The last speaker was Solomon Russell from El Camino Community College. There are 116 community colleges in California, serving 1.8 million students. Several of these colleges teach UC Berkeley’s Data 8 course. Russell described the use of 2i2c (a non-profit that designs JupyterHub distributions to run on cloud infrastructure) to provide infrastructure to log into Jupyter assignments, and creating course materials on Canvas. His school has several collaborations with other community colleges, Cal State schools and UC schools, and participates in a community college data science conference held at UC Berkeley, which he described as a “force multiplier.”
Russell described the biggest challenge as navigating articulation and making it work for students. Some of their challenges include taking the math requirements for data science and figuring out how to make them fit into what they already offer their students. El Camino offers pathways for certificate and associate degrees and they are working on implementing 2+2 agreements as described above, connecting community colleges and Cal State schools and ensuring that credits are transferable.
He also described equity gaps, resulting in lower completion rates for Black and Hispanic students. One approach to this problem is making data science courses available to students without a requirement to go through the computer science sequence first. He also mentioned the need to find data science faculty and – similar to Judith Canner – recommends “growing expertise within.”
During the Q+A that followed the panel there was discussion on how to give students a tangible sense of what it’s like to DO data science, mentioning exposure to extracting observations from tables and inference through variation, as examples. There is considerable support for the Data 8 course, as there aren’t a lot of constraints to taking it, e.g. students do not have to take computer science and only need some algebra to be successful. There was discussion about who “owns” data science in an academic setting - in terms of which department or school or faculty – and a lack of support for creating courses that aren’t required, which is a resource issue.

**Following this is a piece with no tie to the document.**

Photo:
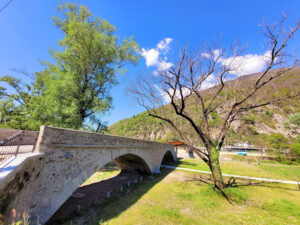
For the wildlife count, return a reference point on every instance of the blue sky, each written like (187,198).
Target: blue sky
(27,32)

Finally, the panel discussed how math fits into data science courses, and the future of math majors. Schools are rethinking what math looks like at various levels, given that making institutional change at such a large scale is always slow-going. Among other things this is a teacher training issue, getting existing faculty to move into this area and then move them into teaching with notebooks. Teachers might have a Masters degree in mathematics but not in the statistics necessary for data science, thereby prompting a need for training for mathematicians on how to teach data science courses. There is a need for both content and pedagogy. In addition, more advanced math is a known bottleneck for diversity in data science. And there’s a lot of conversation about math and data science at the high school level involving state standards and school boards. Bottom line: give teachers a pathway in but make it about the students.